Jim is hardly reassured.

When Mac first received the offer from her godfather to put her name in with his friends in Islamabad as the go-to reporter to cover the NATO mission and talks, he assumed that he would be the one going with her. Not Neal. Or Maggie , who’s barely holding it together and isn’t even finished with her mandatory twelve sessions with the company psychologist after Uganda.

“How’s Maggie?”

Mac procures a sheaf of paper from outside the left boundary of the frame, studiously pretending to read the top report. “Why would the carpeting upset Maggie?”

“You know what I mean.”

He has a feeling that Mac is enrolling Maggie in her own trauma recovery program, which involves burying your trauma in even more trauma, in the hopes of winning a Peabody, and then using the trophy to tunnel your way out of the trauma.
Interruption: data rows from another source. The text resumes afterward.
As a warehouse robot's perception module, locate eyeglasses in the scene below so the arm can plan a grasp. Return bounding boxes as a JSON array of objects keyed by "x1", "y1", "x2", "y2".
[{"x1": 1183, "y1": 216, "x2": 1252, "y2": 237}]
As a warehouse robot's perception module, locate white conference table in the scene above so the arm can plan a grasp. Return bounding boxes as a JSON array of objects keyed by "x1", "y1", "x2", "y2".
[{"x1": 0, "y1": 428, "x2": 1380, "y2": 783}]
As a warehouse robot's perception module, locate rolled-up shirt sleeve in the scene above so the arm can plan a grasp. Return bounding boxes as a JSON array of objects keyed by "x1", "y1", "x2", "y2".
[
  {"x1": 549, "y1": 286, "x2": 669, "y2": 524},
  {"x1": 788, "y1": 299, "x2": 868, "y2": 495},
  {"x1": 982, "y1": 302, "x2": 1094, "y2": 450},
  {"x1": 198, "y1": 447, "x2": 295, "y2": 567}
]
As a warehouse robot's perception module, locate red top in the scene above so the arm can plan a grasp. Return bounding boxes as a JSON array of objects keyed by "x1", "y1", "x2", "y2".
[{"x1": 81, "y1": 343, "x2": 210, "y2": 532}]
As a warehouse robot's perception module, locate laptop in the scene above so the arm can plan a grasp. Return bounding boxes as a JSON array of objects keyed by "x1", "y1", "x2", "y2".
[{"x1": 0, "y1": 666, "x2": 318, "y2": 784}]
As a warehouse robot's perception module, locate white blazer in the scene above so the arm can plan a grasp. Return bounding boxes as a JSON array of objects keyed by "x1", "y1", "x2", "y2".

Jim’s seen that regimen of pain before, and he only hopes that it concludes before anyone starts day-drinking in their sweatpants in a bowling alley.

Failing that, he hopes that Maggie has better wrist technique than Mac ever did.  

“She and Neal are downstairs sitting in on a meeting of NATO and Khyber Agency officials. They’re going over the itinerary and regulations for tomorrow, including what to do in the event of an IED blowing us all to hell or an ambush,” she says, fiddling with the alignment of the camera on her laptop. “I imagine I’ll see how ready she is when they come back to the room.”

“Why aren’t you sitting in?”

She snorts. “I think I remember what to do if the Taliban attacks.”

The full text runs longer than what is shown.